Hello, everybody. Joe Morella and Frank Segers, your classic movie guys, here again to enjoy another Mug Shot Monday, which celebrates Oops! moments afflicting big stars. This time, our grim-faced suspect is contemporary rather than classic star, but who cares? Enjoy anyway.
At the time Hugh Grant was arrested by the Los Angeles vice squad — it was very early on the morning of June 27, 1995 — his Hollywood career was gearing up smartly. The year before he had broken through as the charming leading man in the British production, Four Weddings and a Funeral.

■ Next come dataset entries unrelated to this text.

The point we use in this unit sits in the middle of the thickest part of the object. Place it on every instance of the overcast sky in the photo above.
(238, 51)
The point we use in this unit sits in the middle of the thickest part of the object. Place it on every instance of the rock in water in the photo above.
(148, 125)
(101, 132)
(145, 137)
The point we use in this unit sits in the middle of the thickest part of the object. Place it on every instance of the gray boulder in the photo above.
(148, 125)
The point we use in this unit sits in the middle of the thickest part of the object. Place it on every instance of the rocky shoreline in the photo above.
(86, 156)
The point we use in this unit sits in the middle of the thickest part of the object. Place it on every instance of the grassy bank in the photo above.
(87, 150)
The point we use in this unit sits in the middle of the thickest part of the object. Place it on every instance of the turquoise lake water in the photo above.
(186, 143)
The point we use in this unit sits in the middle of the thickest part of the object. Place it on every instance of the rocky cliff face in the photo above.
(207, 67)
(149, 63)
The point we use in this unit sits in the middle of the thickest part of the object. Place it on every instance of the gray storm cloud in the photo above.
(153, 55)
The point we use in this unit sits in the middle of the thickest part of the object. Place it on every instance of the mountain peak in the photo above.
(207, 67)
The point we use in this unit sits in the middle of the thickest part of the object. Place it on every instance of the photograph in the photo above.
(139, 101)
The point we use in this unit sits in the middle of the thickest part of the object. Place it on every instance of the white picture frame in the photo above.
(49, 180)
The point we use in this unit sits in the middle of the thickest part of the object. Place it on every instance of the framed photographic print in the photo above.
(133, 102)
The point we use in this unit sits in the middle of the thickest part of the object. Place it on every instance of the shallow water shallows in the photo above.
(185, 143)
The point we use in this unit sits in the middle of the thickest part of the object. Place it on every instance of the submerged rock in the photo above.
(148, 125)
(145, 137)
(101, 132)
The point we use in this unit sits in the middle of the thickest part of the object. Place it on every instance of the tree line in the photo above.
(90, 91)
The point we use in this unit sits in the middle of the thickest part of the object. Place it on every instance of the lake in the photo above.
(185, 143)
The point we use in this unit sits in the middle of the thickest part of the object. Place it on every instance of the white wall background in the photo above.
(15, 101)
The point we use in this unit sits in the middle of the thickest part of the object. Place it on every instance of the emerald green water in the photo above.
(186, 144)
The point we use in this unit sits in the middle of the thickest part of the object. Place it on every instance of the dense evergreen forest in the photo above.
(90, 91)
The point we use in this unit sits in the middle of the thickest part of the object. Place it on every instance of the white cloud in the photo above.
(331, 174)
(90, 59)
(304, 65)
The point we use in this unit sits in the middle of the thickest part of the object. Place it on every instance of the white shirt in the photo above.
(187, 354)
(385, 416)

Hollywood loved his performance, and the studio projects were lining up. In 1995 alone, he made five pictures including 20th Century Fox’s Nine Months, a romantic comedy costarring Julianne Moore. He really was the British-actor-flavor-of-the-month.
An Oxford graduate who had flirted with a career as an art historian, Grant seemed to have it all — good looks, education, refined taste, an appealing way of projecting vulnerability and comedy onscreen. Adding to the glamour quotient was a Grant’s then girlfriend, model-actress Elizabeth Hurley.
But, there he was in the middle of the night propositioning a 23-year-old black prostitute by the name of Divine Brown.
Los Angeles police said, Grant was observed to drive a vehicle up to a prostitute and allowed her to enter. They drove a short distance to a residential street and engaged in lewd conduct. Vice officers walked up on the car and observed the act.
Police noted that in arresting both Grant and Brown, the actor was extremely embarrassed and was very nice and very cooperative. He was charged with indecent conduct with a prostitute in a public place
By maintaining that stiff upper lip, Grant’s career was barely dented by the indiscretion. The actor immediately went on tv talk shows to discuss how stupidly he had acted. The movie going public seemed more amused than offended. Even Divine Brown got a bit of a media burst from the incident.
Grant went on to make several big studio films including 1999’s Notting Hill opposite Julia Roberts, 2002’s About A Boy and 2007’s Music and Lyrics costarring Drew Barrymore. Now middle-aged, Grant still finds well paying work, and remains one of England’s most recognized personalities.